Blinking about the world of Dishonored 2, I immediately fell into the rhythm of its 2012 predecessor. The slice of gameplay I got to explore was intriguing to say the least. My target: “Grand inventor of The Duke” and creator of the Clockwork soldier Kirin Jindosh. The hostage: Royal Physician Anton Sokolov. Inside the clockwork mansion, I am to dispose of the former and rescue the latter, and I can accomplish my objectives in either order.
Corvo Attano, the grizzled former bodyguard of the former empress returns as the main protagonist, and he’s joined by Emily Kaldwin, the empress of the isles. Either one can be selected to play through the game with, and each character has their own unique suite of skills, via a multi-pathed skill tree. While the strengths of both characters are balanced between direct and indirect combat, Corvo is more run-and-gun (or blink and gun), while Emily’s skill set is a little more suited to stealthier, more unconventional play.
The setting of Karnaca is less dreary than the Victorian-inspired Dunwall, and slightly more colourful — think Spanish/Roman architecture, more colonial than industrial — sprawling neighbourhoods of white buildings capped with brightly tiled roofs by the sea, a thin veil disguising the conflict going on within the city.

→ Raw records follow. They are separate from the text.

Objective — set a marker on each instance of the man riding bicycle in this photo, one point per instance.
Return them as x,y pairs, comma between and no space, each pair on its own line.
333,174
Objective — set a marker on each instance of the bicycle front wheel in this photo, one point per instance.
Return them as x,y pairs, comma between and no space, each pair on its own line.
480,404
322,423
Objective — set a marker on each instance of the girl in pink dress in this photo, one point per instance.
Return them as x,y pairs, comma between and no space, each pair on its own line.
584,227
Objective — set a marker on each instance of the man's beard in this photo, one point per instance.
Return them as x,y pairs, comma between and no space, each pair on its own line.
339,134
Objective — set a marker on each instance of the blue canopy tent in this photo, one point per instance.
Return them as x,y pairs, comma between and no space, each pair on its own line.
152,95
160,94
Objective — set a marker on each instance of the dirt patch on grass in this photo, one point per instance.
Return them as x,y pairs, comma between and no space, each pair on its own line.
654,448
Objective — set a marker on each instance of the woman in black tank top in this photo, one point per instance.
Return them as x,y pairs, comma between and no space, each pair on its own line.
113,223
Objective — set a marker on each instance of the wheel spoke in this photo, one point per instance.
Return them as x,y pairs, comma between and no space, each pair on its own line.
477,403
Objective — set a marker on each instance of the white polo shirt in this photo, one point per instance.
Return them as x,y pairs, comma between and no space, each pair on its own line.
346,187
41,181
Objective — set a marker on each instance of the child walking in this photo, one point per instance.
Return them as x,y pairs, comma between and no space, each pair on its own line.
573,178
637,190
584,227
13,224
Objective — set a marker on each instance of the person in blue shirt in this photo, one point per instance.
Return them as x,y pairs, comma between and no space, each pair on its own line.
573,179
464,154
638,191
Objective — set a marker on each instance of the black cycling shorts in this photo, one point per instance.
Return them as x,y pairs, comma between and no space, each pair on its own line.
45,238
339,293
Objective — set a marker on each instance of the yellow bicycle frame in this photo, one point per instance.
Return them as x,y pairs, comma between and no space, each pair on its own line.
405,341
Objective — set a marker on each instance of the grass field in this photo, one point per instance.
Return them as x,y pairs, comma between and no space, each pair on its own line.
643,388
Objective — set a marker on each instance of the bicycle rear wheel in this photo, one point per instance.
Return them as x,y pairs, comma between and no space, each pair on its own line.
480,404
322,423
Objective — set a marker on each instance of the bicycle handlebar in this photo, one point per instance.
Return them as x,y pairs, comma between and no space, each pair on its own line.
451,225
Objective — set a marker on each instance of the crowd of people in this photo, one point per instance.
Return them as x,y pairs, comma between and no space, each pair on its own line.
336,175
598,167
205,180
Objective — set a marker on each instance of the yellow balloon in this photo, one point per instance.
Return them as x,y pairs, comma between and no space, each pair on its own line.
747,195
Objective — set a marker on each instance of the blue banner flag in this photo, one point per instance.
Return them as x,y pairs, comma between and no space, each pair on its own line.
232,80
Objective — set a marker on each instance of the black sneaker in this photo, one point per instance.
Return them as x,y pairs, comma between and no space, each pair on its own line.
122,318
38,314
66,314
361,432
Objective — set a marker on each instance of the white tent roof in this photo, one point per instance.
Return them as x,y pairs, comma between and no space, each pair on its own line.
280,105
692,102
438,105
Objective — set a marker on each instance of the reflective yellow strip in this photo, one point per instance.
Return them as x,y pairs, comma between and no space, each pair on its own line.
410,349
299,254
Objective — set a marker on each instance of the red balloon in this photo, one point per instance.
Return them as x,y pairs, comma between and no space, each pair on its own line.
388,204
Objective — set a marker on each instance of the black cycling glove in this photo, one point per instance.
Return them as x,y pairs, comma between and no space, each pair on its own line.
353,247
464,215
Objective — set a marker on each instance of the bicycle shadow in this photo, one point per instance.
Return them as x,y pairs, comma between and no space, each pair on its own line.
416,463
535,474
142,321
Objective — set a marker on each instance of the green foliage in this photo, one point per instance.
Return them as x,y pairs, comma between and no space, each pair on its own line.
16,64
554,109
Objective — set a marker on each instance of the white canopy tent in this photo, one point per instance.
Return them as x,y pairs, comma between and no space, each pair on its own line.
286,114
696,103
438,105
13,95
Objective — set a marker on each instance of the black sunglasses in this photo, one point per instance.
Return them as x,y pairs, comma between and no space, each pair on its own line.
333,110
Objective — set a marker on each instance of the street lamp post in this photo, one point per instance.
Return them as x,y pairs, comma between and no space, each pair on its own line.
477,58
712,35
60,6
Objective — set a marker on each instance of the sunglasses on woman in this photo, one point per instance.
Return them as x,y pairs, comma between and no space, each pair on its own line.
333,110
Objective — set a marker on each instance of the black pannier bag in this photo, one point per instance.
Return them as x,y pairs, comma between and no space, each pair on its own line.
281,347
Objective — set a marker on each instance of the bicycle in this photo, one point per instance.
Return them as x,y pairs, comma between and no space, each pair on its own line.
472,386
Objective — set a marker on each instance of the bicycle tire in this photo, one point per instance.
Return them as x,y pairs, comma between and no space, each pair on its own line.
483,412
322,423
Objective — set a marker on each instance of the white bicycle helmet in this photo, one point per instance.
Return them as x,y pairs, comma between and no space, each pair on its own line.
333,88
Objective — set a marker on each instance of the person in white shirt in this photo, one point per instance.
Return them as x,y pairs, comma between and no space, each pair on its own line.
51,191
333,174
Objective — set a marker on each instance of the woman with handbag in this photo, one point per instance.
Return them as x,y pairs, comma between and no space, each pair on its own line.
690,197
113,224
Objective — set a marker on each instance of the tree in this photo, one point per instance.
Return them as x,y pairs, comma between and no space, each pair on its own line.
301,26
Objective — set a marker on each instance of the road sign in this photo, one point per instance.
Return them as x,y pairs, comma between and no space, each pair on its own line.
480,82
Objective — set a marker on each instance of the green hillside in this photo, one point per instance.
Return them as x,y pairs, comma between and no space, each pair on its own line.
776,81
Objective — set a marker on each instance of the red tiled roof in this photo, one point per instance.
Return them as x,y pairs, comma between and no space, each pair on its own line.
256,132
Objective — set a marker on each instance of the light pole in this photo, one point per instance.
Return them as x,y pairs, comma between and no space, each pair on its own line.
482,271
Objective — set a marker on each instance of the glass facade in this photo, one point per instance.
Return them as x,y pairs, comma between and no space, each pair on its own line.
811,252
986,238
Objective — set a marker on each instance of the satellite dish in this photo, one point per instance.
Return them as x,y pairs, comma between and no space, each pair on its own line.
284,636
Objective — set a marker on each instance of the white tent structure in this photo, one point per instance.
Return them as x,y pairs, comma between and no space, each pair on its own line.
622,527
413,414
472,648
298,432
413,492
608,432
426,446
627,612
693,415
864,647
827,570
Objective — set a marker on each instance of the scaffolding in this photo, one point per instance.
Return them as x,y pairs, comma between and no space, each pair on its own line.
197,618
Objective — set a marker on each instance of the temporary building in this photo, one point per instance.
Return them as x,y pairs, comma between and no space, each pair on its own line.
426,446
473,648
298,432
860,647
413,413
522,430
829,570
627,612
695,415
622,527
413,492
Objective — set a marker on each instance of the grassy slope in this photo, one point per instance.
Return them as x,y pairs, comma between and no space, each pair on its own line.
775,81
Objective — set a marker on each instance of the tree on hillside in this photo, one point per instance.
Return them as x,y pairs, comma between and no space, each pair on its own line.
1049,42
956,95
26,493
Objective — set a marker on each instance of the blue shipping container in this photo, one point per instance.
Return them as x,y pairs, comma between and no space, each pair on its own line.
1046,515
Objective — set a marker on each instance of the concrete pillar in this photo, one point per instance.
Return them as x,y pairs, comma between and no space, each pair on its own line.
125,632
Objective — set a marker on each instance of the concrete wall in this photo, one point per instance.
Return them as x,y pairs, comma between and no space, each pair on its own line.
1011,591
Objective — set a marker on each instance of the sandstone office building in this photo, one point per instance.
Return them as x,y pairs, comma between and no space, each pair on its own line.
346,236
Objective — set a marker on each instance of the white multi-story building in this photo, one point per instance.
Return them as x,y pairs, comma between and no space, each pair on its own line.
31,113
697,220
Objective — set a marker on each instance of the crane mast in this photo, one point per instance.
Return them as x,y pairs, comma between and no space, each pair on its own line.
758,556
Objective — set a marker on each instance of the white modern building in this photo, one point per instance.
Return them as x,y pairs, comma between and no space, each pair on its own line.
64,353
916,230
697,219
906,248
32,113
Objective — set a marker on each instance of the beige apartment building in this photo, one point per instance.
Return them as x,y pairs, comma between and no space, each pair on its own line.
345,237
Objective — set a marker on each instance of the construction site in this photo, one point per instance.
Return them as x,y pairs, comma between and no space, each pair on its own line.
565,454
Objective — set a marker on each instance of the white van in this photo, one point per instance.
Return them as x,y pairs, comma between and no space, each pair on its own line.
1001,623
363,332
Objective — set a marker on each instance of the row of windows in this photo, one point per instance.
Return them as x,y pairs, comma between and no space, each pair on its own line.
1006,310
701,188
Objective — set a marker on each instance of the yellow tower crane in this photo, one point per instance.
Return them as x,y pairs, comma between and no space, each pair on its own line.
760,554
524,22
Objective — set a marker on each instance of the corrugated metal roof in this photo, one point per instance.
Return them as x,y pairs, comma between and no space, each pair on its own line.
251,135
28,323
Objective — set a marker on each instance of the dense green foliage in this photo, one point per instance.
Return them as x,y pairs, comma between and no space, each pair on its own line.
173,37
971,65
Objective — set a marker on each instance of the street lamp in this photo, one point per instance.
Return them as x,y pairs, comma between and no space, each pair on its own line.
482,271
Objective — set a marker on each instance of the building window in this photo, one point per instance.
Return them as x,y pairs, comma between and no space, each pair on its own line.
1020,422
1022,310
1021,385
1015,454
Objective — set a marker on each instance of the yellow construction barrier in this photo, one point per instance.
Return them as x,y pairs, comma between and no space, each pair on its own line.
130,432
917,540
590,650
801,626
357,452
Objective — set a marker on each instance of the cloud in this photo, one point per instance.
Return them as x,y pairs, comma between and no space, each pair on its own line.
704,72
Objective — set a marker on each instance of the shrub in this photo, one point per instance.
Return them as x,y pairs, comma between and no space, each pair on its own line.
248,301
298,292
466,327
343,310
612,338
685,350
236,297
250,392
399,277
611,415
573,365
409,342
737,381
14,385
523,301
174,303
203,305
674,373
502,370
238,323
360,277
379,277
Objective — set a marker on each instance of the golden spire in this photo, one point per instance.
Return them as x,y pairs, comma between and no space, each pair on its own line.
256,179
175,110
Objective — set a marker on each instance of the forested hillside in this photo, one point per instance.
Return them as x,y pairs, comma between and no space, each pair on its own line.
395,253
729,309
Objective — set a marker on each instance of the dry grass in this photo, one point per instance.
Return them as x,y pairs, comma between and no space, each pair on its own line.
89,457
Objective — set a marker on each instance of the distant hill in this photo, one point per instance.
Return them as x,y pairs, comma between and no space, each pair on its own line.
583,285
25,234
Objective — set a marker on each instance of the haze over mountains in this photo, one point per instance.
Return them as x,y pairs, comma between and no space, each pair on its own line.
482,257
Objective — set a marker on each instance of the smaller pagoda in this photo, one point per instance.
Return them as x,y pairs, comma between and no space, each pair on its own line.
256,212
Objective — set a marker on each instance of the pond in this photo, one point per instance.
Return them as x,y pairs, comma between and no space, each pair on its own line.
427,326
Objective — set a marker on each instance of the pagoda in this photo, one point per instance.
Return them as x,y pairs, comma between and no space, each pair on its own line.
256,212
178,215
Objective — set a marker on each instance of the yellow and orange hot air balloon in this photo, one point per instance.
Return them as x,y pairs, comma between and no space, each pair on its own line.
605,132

Inside the mansion is another story entirely. The building itself is like a giant Rubix cube; activating levers scattered about the level trigger walls, floors, stairs and furniture to move about and into different configurations. It’s like navigating some kind of industrial era Rube Goldberg machine already in motion. The trick is blinking or jumping through the moving sections to progress through them. Each level will have a similarly mechanic, such as the manipulation of environmental hazards or time control to complete your objectives.
Clockwork robots stalk the halls of mansion: daunting, mechanical creations with large blades for arms. They can be circumvented in a number of ways, enabling a lot of player experimentation. shooting them in the head will cause them to attack their allies, hacking their limbs off will disable them and a well-placed grenade will render them scrap. The human enemies you encounter are extremely quick on the draw themselves; the AI feels a lot harder to outwit, making successful take-downs that much more rewarding.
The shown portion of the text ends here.